Change Your Image
danielkr-1
Reviews
Iron Sky (2012)
Trying a Little Too Hard
When you have a premise as schlocky as this, jokes are unnecessary. Still, visually rich, nicely paced, and impeccably scored. It's a rare low-budget film that looks this expensive.
It's always nice to see Udo Kier. He manages to be funny while playing his part completely straight. Dude is a national socialist treasure. If the rest of the movie was written for characters like that instead of the caricatures it used, the whole experience would have been sublime.
The Americans are all broad stereotypes here, and this may be the thing that is bugging me since I'm American. If this is how the world sees us, I fear for our future. Though really, I couldn't say I'm surprised either. We've provided plenty of buffoonery in the last 20 years. Even so, where are the British in all this? It's not like we were the only country in WWII. What's why it wasn't just called WII.
Well in any event, there are worse ways to spend an hour and a half.
Erotikon (1929)
Sophisticated and Beautifully Photographed
I just stumbled across Seduction on an obscure Roku channel (Pub-D-Hub) under its title EROTIKON, and was really wowed by the gorgeous cinematography, subtle and complex acting and effective visual storytelling. And that last one is especially important because the inter-titles on this print were in the original Czech, and therefore completely alien to me.
The leads were both richly complex people, evolving over the course of the brisk hour and a half from seemingly shallow types (virgin and callow seducer) into rich, fully rounded characters.
A great exercise in visual storytelling!
Spaceflight IC-1: An Adventure in Space (1965)
SF By People Who Hate SF
I've seen this kind of thing before - science fiction movies made by people who seem to really be kicking and screaming against the genre. It's like they are saying, "those fans like heads in jars? Fine, let's give them heads in jars." If anything the premise seems to be a weird excuse to hang a soap opera on. The space ship is implausibly large inside, the black and white cinematography is bland. The actors, surprisingly, seem fine in roles which are pretty aimlessly written. BUT, there are two things I can get behind in this movie. It does have the virtue of brevity, clocking in at just over an hour. And it's always nice to see an American villain for a change.
After Image (2001)
It's the Screenplay That's the Problem
Hollywood is full of people who have taken basic screen writing courses, people who have been forced to see everything in terms of 3-act structure and what the protagonist wants and how he acts to achieve his goals. You can't swing a dead cat in the movie biz without hitting someone who has this stuff burned into their cerebral cortex.

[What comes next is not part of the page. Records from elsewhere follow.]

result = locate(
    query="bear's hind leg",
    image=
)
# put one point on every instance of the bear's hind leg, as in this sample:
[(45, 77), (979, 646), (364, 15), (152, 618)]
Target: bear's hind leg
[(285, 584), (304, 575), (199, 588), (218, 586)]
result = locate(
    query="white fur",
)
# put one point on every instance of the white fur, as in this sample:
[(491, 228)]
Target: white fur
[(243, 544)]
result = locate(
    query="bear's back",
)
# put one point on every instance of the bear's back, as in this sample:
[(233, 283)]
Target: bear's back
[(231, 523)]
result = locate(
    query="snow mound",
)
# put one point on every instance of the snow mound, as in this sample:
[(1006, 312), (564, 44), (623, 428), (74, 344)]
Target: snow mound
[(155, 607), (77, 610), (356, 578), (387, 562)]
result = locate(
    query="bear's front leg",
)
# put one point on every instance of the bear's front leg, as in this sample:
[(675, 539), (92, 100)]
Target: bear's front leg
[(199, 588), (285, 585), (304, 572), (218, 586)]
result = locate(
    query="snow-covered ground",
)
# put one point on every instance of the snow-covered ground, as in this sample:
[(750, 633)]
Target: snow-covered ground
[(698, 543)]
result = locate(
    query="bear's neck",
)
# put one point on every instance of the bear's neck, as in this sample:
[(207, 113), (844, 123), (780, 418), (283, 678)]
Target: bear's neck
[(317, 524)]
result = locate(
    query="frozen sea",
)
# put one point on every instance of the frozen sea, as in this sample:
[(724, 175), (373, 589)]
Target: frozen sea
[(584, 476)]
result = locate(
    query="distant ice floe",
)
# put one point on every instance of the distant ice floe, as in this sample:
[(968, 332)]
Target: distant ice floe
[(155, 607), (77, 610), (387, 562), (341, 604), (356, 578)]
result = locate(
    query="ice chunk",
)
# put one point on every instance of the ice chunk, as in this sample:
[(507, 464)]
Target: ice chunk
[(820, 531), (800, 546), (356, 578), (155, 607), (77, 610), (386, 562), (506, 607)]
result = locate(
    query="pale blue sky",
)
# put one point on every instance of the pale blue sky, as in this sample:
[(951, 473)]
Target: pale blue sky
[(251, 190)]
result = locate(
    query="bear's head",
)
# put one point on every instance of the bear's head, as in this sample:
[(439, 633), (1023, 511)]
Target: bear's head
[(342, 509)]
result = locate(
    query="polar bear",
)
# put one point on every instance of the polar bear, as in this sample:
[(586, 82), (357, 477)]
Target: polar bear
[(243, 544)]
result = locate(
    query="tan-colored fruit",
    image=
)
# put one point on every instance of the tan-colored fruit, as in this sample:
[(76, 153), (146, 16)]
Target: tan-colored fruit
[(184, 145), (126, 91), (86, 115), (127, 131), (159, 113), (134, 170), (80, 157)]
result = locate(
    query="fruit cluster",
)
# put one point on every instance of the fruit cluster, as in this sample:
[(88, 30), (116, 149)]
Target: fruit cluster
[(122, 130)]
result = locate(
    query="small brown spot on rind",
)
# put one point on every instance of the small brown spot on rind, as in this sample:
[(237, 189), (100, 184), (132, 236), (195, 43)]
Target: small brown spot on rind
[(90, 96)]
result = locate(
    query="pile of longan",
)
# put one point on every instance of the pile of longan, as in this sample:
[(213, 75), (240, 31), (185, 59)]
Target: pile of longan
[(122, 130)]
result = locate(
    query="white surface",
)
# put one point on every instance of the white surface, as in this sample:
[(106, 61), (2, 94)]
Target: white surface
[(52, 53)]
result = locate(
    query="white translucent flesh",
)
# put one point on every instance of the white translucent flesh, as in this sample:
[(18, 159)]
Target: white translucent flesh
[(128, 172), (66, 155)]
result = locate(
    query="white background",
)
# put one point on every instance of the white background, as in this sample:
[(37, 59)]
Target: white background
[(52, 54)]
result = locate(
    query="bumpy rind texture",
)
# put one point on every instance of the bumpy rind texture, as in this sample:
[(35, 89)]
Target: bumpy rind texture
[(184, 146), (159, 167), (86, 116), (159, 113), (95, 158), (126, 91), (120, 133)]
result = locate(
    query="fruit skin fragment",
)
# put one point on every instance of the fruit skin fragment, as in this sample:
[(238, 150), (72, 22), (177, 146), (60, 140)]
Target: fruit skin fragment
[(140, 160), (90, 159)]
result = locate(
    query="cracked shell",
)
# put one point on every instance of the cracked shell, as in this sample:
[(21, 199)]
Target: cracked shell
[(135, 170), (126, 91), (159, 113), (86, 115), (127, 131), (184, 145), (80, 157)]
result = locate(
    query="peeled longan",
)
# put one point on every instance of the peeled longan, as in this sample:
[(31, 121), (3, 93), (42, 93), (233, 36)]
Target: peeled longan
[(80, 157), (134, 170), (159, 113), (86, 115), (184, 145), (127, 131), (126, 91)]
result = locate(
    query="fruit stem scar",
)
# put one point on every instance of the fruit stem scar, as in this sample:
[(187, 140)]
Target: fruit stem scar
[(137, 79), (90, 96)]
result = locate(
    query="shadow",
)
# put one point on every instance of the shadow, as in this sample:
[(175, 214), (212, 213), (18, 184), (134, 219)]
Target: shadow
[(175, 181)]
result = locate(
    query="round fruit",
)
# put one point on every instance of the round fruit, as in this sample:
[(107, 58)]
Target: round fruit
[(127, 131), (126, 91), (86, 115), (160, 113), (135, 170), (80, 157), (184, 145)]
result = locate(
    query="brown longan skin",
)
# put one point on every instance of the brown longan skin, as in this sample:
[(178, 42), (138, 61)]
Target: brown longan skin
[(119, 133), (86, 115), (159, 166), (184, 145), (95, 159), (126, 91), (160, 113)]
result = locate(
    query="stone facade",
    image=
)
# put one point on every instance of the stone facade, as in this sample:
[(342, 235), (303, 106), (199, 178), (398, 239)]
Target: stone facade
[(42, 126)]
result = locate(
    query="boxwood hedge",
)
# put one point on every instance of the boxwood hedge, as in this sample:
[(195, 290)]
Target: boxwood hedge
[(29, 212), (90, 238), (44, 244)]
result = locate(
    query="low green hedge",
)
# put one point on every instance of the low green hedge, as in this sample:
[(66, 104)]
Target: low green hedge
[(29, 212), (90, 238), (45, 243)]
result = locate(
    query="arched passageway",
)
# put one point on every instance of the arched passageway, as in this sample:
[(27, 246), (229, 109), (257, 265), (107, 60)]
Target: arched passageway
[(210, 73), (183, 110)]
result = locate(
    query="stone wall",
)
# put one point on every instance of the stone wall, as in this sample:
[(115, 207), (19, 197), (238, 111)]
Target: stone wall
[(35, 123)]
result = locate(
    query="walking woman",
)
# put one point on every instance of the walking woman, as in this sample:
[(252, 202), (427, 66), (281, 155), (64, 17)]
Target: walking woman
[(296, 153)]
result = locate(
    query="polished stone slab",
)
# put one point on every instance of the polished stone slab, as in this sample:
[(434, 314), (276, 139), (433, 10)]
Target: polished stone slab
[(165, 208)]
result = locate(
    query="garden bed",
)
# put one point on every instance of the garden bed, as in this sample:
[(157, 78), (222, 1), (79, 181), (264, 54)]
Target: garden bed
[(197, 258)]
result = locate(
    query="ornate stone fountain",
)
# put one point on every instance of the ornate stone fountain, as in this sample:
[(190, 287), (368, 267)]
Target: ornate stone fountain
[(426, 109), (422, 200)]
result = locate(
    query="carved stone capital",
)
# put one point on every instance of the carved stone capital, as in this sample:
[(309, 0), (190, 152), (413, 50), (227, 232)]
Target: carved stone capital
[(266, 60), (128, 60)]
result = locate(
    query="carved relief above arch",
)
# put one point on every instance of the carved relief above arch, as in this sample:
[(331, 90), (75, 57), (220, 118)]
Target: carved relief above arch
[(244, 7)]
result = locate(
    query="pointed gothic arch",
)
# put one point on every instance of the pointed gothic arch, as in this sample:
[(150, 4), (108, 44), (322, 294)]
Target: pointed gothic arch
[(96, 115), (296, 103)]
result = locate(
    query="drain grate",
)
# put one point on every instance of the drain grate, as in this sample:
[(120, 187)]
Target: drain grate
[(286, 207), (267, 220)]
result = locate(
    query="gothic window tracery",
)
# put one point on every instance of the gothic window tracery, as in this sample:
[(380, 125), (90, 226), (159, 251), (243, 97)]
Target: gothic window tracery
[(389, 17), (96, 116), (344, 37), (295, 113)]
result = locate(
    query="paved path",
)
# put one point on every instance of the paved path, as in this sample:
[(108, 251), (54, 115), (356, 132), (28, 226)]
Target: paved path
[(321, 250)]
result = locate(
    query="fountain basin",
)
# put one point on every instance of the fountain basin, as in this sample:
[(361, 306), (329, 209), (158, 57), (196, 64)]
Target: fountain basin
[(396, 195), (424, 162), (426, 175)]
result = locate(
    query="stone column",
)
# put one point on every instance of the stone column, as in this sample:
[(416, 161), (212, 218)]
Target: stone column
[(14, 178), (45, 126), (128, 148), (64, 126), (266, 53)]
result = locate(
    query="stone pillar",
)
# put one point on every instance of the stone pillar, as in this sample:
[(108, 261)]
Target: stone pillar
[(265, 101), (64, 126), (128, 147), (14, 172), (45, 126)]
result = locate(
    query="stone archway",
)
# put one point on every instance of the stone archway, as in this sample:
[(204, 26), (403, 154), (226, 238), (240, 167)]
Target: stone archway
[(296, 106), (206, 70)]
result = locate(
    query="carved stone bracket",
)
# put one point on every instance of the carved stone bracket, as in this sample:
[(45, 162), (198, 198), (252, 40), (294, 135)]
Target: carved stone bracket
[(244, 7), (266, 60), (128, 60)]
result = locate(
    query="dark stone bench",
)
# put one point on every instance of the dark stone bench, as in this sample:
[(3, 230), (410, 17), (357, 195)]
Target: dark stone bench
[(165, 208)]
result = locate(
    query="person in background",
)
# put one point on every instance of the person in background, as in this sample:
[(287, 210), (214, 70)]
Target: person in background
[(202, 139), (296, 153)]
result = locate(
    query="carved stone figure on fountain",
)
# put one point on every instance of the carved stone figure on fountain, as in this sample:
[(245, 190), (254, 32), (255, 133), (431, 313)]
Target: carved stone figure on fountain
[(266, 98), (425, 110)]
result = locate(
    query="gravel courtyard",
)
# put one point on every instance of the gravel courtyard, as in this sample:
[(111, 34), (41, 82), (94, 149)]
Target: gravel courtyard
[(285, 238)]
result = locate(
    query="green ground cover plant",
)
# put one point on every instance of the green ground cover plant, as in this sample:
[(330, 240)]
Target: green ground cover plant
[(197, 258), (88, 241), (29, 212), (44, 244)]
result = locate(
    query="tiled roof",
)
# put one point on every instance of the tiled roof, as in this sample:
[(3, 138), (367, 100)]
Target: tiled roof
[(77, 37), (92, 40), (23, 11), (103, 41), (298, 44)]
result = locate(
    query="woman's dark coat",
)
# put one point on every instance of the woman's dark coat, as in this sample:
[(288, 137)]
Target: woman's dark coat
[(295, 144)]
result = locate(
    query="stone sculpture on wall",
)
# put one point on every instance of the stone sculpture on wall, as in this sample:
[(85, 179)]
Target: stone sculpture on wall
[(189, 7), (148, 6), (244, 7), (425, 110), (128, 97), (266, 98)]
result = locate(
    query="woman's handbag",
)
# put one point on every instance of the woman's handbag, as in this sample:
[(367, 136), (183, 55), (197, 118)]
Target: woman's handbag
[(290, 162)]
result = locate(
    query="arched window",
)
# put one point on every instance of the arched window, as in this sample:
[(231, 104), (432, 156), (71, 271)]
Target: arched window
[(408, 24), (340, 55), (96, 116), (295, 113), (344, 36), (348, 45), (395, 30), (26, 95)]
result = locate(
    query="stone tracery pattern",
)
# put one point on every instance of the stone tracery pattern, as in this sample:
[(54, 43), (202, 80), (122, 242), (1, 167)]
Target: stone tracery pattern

But somehow the producers did.
If you don't know about classic screenplay structure it's just a boring movie that seems longer than its 91 minutes, but if you do it's a fascinating series of bad decisions. I was considering adding spoilers here but I'm not even sure you can spoil this story. It's an anti-story.
The plus is that the photography is really quite lovely. If you are a trained CINEMATOGRAPHER, you might think this is pretty good.
Eagle Eye (2008)
Eagle Eye Observations
Just got back from an IMAX screening of EAGLE EYE, the #1 box office champ this weekend. A few thoughts:
This movie is a lot like Michael Bay's THE ISLAND, in that it rips of ideas from a half dozen movies that I love, adds explosions, and mushes it all together into a movie that I hate.
There is a certain kind of plot that kind of obligates you to be tongue-in-cheek. The audience is going to be laughing no matter what you do, so if you don't bring the funny yourself, they'll bring it instead. EAGLE EYE doesn't bring the funny.
From now on, I'm going over the stories of all Shia LeBeouf movies with a fine-tooth comb to tease out the Hitchcock ripoffs. I could name the one here but it would be a spoiler. Then again, the movie kind of spoils itself. If I said any more, you'd Know Too Much.
Structurally, the movie passes plausible pretty early on. Which is merciful because when it arrives at insane about midway through, the shock isn't as great.
It sucks.
The Voice on the Phone is great. Someone around here said it's Julianne Moore, which sounds probable to me. I was guessing Joan Allen. In any event, a bright spot. Probably necessary that it be a woman too, because you wouldn't be able to hear a man over the all the low rumbling.